As an introvert, I tend to be rather uncomfortable in large crowds of 15+ people, especially if I don't know a lot of people at the gathering or party. After about 25-30 minutes of socializing I'll step outside and do my own thing whether it be thinking about random topics, staring at the sky, sitting and daydreaming or something of the such. After that, I'll go back in, rinse and repeat.


----------



## nightowl (Jul 18, 2010)

It can vary......

Someone brought up sleep...which is a GOOD choice!
I might workout the level of intensity can vary.
Listen to music of various kinds
Cook or go out for a meal just by myself


----------



## LibertyPrime (Dec 17, 2010)

interesting I deal with others ALL DAY LONG...and when I'm back home I feel so damn pumped up and full of energy.....

Sitting down to read or just zone out, listen to music all by myself...sounds depressing to me. I usually load up a moba or MMo and do a little gaming, then chat on PerC, witht he family, my brother and watch a movie or something else later on.

<_< however I'm not social in nature, kind of reclusive, spend a lot of time thinking, even more bouncing ideas around with others I know well...its true this depresses me most of the time. I don't want to be social either, cus that bores me tbh.


----------



## ForsakenMe (Aug 30, 2010)

Rim said:


> interesting I deal with others ALL DAY LONG...and when I'm back home I feel so damn pumped up and full of energy.....

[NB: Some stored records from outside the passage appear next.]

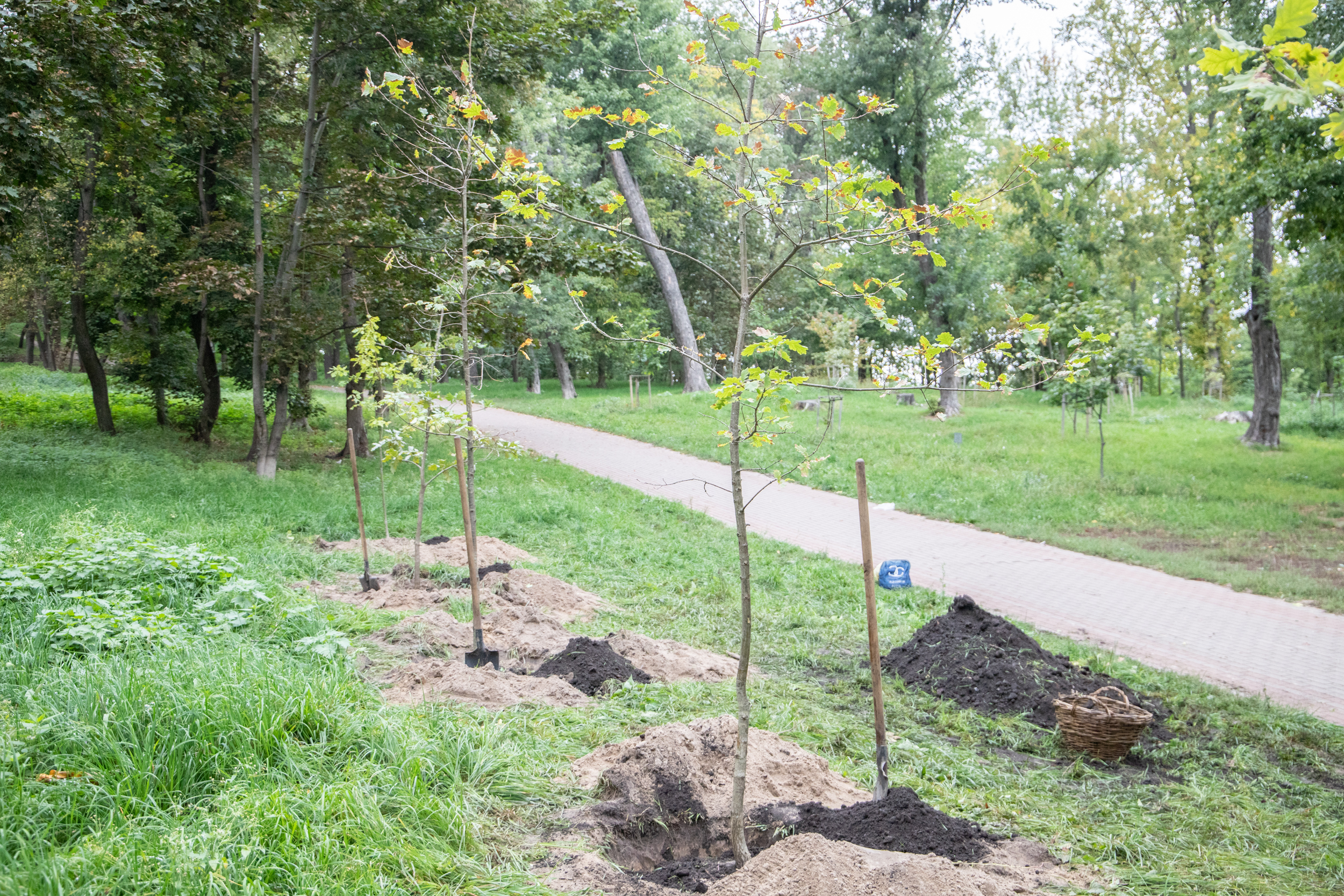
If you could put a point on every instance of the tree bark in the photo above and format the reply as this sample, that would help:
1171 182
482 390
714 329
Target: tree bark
1264 335
78 313
356 385
208 374
259 265
562 370
692 372
534 383
269 458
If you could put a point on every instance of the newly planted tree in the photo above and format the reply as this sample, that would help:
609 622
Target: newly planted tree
785 210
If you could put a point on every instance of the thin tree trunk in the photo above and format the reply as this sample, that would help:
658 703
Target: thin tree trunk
562 370
208 374
692 374
155 354
78 313
737 824
356 386
1264 335
269 458
259 265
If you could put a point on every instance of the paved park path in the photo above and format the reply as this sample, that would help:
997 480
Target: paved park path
1250 644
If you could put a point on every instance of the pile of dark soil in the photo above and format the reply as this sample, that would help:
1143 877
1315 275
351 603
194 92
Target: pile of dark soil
690 875
589 664
901 822
987 664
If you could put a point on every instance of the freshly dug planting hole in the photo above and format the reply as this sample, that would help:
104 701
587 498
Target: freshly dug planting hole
667 794
589 664
901 822
984 663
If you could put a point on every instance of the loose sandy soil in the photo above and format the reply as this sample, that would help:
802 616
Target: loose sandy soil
452 553
434 680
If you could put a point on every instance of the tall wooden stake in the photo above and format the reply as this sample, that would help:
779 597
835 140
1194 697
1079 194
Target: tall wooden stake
880 719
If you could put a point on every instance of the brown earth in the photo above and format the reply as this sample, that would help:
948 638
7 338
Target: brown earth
429 679
811 865
542 593
671 660
451 553
667 793
394 593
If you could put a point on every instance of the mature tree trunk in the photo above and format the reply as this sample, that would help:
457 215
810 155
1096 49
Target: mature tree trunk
534 383
259 265
562 370
269 458
356 385
155 354
208 374
78 313
1260 327
692 372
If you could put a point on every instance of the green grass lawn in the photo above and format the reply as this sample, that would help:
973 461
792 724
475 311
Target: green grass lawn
1181 493
235 763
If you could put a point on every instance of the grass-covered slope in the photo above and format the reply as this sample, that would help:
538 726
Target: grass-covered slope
1181 493
232 759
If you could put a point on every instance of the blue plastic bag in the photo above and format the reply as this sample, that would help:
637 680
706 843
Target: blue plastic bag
894 574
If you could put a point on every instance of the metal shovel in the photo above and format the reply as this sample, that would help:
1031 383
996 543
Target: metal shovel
366 582
880 718
479 656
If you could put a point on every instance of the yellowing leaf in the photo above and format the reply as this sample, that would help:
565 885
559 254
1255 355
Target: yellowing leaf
1289 19
1221 62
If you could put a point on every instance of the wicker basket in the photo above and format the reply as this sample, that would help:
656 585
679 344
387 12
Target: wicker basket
1103 726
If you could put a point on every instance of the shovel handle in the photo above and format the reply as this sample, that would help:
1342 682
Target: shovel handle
359 507
471 539
870 593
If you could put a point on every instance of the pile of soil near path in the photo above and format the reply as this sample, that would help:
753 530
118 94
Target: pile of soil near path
901 822
984 663
589 665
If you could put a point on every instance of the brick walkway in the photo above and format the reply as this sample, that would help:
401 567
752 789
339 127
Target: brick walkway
1242 641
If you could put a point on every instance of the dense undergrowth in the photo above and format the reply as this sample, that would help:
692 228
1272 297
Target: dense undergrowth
235 759
1181 493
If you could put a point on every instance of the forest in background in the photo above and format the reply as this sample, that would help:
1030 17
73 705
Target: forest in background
194 191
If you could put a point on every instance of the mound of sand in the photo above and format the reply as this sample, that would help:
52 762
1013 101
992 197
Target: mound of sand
667 793
394 593
589 665
673 660
449 551
811 865
542 593
436 680
984 663
523 637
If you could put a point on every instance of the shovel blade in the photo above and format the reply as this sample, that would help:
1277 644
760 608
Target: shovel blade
483 657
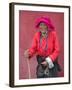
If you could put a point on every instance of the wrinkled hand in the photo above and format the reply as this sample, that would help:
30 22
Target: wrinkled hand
26 54
44 63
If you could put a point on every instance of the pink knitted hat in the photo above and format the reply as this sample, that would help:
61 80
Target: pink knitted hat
45 20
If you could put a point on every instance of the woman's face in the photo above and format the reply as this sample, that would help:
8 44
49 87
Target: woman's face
43 28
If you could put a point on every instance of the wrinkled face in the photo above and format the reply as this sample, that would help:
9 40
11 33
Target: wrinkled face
43 28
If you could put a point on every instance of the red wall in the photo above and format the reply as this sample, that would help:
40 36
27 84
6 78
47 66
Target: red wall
26 32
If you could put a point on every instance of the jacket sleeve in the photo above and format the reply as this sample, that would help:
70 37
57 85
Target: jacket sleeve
56 50
33 48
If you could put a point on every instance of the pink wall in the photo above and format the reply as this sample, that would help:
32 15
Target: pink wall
26 32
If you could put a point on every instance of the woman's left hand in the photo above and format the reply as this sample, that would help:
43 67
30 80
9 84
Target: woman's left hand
44 63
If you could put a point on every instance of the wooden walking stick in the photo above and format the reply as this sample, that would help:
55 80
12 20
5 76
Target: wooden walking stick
28 64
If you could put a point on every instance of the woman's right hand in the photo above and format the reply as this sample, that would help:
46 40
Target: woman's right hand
26 53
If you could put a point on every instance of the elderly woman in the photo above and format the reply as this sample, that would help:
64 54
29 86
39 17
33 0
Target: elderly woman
46 48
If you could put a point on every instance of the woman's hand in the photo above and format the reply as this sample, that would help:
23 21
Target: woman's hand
26 53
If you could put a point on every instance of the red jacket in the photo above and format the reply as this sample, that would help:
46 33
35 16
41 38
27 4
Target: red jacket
52 43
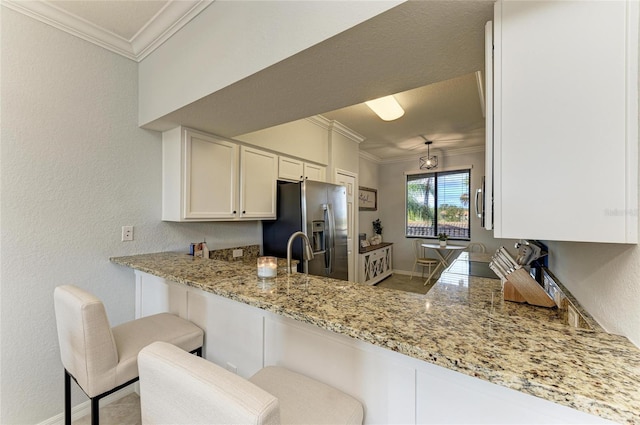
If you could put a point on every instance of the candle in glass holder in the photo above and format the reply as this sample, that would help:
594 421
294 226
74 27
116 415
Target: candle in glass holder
267 267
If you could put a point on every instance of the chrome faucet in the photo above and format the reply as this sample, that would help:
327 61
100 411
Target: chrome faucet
307 252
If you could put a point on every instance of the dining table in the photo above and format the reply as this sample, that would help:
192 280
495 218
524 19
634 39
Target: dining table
444 254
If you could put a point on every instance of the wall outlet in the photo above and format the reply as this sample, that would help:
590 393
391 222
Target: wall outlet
232 368
127 233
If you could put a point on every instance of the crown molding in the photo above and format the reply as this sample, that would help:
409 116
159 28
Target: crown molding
163 25
370 157
320 121
346 131
169 20
336 126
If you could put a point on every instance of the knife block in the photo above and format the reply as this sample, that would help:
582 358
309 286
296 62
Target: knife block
521 287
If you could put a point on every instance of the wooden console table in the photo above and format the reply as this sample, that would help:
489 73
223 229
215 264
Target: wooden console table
375 263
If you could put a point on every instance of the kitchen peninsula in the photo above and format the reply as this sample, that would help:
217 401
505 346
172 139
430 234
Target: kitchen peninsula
410 358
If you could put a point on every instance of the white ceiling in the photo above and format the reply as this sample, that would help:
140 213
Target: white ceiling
131 28
425 52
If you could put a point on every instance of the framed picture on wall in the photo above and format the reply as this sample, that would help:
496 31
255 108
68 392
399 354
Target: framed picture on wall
367 199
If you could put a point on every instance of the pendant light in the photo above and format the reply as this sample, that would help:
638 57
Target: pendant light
428 162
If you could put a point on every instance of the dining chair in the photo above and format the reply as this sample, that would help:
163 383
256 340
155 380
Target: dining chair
420 260
102 359
176 388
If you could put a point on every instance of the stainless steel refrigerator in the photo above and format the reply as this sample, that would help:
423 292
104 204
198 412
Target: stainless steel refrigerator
320 211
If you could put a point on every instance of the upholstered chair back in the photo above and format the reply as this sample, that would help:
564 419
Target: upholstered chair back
87 346
178 388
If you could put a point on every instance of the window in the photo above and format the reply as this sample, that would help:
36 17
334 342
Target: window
438 203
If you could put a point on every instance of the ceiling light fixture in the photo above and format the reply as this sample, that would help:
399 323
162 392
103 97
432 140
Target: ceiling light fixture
428 162
386 107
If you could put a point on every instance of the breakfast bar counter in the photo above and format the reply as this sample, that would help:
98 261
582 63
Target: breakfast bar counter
462 325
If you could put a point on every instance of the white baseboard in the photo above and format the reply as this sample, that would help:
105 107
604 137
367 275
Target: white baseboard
84 409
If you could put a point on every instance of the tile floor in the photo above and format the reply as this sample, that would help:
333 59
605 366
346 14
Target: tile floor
403 282
125 411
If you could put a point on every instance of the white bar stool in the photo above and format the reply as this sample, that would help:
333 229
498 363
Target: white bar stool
102 359
178 388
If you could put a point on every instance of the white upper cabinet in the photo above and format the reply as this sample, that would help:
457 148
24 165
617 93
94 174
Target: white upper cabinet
566 120
314 172
296 170
204 179
258 183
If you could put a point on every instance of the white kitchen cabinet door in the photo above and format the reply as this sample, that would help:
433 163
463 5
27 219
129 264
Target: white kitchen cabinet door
296 170
259 170
566 120
199 176
211 177
290 169
314 172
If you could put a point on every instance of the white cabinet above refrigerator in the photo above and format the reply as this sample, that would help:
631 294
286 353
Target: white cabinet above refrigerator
565 122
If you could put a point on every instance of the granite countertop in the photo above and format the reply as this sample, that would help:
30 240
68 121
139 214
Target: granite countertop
461 324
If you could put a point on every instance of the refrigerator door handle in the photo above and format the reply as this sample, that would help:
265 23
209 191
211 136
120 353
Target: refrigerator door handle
329 238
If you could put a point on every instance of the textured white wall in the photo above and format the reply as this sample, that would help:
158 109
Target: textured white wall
392 199
75 168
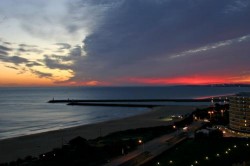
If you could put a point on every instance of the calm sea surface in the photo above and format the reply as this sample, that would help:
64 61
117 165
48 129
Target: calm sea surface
25 111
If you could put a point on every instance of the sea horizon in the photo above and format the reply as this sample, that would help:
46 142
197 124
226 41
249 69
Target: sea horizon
25 111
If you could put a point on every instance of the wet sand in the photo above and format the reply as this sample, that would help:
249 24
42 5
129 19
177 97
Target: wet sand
20 147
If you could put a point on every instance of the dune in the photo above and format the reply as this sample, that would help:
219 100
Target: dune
20 147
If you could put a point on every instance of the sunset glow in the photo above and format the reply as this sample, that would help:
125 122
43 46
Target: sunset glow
115 43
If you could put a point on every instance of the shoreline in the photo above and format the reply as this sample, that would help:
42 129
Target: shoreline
20 147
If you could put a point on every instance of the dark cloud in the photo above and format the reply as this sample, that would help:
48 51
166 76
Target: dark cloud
41 74
4 48
55 63
12 67
27 45
2 52
64 46
17 60
76 51
32 64
137 38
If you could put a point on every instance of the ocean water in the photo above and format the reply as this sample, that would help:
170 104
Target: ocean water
25 111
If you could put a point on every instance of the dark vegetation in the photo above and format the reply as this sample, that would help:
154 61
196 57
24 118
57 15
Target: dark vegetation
80 151
206 152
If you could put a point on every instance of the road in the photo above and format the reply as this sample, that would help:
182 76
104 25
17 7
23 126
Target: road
153 148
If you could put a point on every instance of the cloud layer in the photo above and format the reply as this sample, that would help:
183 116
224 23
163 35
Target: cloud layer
143 38
130 42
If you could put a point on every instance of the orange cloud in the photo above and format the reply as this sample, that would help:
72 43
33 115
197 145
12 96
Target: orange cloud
185 80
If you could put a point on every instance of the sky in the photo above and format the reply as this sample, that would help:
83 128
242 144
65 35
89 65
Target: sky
124 42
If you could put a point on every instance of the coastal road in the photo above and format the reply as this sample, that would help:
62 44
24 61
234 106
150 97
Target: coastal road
151 149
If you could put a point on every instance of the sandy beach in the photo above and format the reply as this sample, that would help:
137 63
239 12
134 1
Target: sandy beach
20 147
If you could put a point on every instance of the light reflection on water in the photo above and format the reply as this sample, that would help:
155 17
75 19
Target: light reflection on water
26 111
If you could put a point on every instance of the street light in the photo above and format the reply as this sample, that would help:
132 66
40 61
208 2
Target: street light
141 142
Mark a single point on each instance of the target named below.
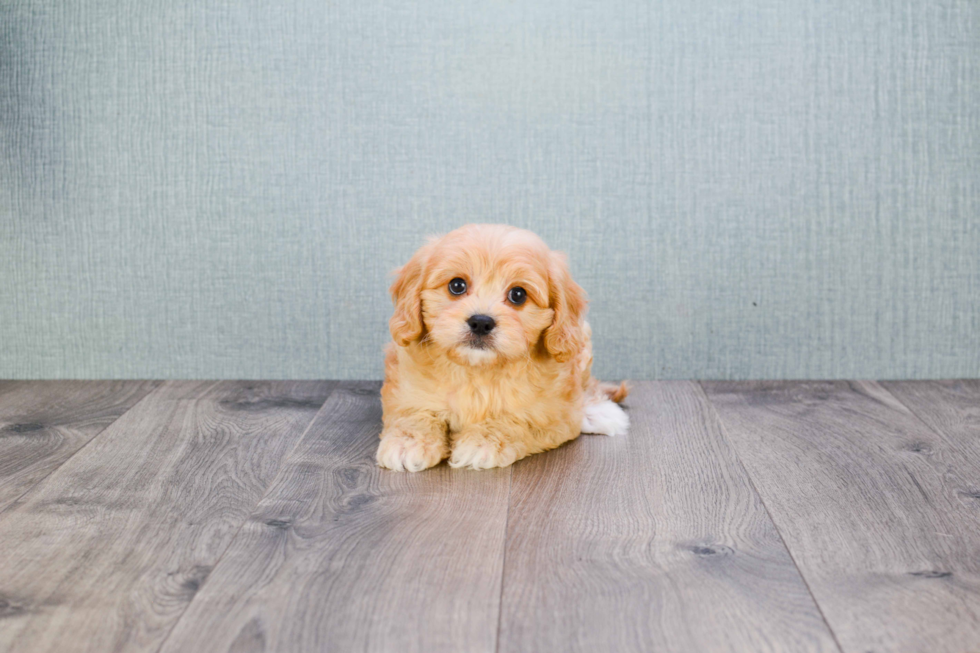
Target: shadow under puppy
(492, 356)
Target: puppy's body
(487, 400)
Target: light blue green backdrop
(746, 188)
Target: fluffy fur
(528, 389)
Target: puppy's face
(487, 294)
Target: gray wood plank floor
(249, 516)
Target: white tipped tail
(605, 418)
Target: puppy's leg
(486, 445)
(413, 443)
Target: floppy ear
(564, 338)
(406, 322)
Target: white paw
(605, 418)
(476, 453)
(404, 453)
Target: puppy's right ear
(406, 293)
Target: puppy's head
(486, 294)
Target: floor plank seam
(748, 476)
(918, 418)
(13, 505)
(238, 531)
(503, 560)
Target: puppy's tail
(615, 392)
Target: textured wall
(763, 188)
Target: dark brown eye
(457, 286)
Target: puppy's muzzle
(481, 325)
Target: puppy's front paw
(402, 452)
(478, 452)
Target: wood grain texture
(107, 552)
(951, 408)
(42, 423)
(651, 542)
(868, 500)
(341, 555)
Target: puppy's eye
(457, 286)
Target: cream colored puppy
(492, 356)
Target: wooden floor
(249, 516)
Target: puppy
(492, 356)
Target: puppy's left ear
(406, 322)
(564, 338)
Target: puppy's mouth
(481, 343)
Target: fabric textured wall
(746, 188)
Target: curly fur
(529, 391)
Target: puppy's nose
(481, 325)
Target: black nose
(481, 325)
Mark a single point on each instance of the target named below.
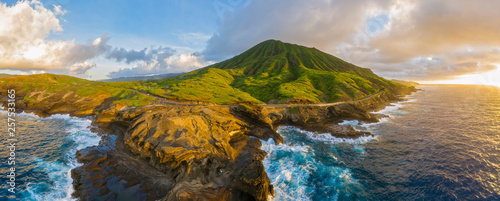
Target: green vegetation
(273, 71)
(44, 85)
(270, 72)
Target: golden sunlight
(487, 78)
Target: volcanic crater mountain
(178, 151)
(278, 72)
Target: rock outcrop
(191, 152)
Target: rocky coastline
(171, 152)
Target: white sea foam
(59, 171)
(327, 137)
(297, 175)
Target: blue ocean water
(45, 155)
(441, 144)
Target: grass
(273, 71)
(60, 85)
(270, 72)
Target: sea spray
(47, 174)
(298, 172)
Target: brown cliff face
(193, 152)
(207, 151)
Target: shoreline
(118, 122)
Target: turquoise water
(45, 150)
(441, 144)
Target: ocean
(443, 143)
(45, 154)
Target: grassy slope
(37, 87)
(277, 71)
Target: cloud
(23, 45)
(433, 27)
(322, 24)
(163, 62)
(129, 56)
(395, 38)
(81, 68)
(194, 38)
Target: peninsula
(197, 135)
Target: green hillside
(50, 87)
(273, 71)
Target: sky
(428, 41)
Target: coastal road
(163, 100)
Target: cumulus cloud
(161, 63)
(419, 40)
(81, 69)
(23, 45)
(322, 24)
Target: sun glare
(487, 78)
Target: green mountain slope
(272, 72)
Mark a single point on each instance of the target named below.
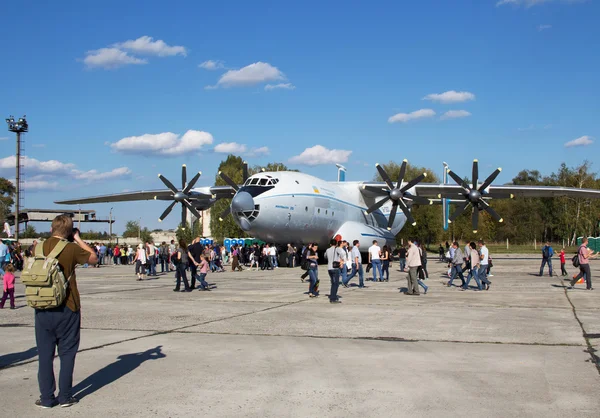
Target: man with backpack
(60, 326)
(547, 253)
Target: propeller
(181, 196)
(233, 184)
(473, 196)
(398, 194)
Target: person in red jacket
(563, 270)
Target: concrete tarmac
(257, 346)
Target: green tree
(29, 232)
(132, 230)
(7, 192)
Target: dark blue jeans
(544, 261)
(59, 327)
(334, 275)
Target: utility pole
(18, 127)
(110, 226)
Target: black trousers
(584, 269)
(59, 327)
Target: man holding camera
(60, 327)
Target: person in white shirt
(375, 260)
(356, 261)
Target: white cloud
(455, 114)
(285, 86)
(212, 65)
(259, 72)
(531, 3)
(318, 155)
(110, 58)
(166, 143)
(146, 45)
(450, 96)
(95, 175)
(417, 114)
(34, 167)
(118, 55)
(231, 148)
(580, 142)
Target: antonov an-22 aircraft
(291, 207)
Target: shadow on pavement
(125, 364)
(8, 359)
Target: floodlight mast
(20, 126)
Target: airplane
(291, 207)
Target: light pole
(110, 226)
(17, 127)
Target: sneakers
(70, 402)
(39, 404)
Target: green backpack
(45, 283)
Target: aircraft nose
(242, 202)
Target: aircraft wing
(435, 191)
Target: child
(203, 268)
(9, 286)
(563, 270)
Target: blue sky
(519, 78)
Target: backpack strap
(60, 245)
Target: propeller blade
(407, 213)
(490, 179)
(475, 219)
(419, 200)
(414, 182)
(229, 181)
(168, 183)
(192, 183)
(458, 180)
(392, 217)
(377, 205)
(459, 211)
(167, 211)
(384, 176)
(183, 217)
(225, 213)
(491, 211)
(379, 190)
(192, 209)
(245, 171)
(402, 173)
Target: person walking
(140, 260)
(547, 253)
(312, 257)
(457, 261)
(584, 254)
(335, 261)
(8, 286)
(474, 264)
(484, 257)
(60, 327)
(385, 263)
(413, 262)
(182, 262)
(563, 270)
(375, 260)
(356, 260)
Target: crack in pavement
(174, 330)
(590, 348)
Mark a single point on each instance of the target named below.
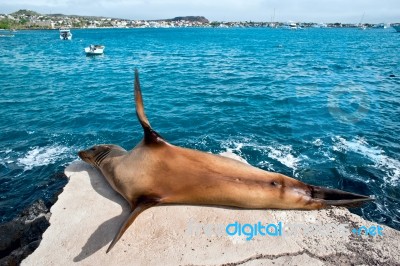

You're an extrovert, then.


----------



## LibertyPrime (Dec 17, 2010)

ForsakenMe said:


> You're an extrovert, then.


Could be, however I'm an extrovet who dislikes small talk, being bored with superficial conversations about the weather or whatever other people did and find socializing a scary annoying chore I'd rather avoid if possible. I also prefer to shut up and observe am "low key", prefer the silence between 2 ppl in stead of talking just to fill the void. In the Jungian sense I may very well be an extrovert, in the widely known stereotypical sense I'm introverted.  I also "live in my head" so to say and find parties stressful...(because they are boring).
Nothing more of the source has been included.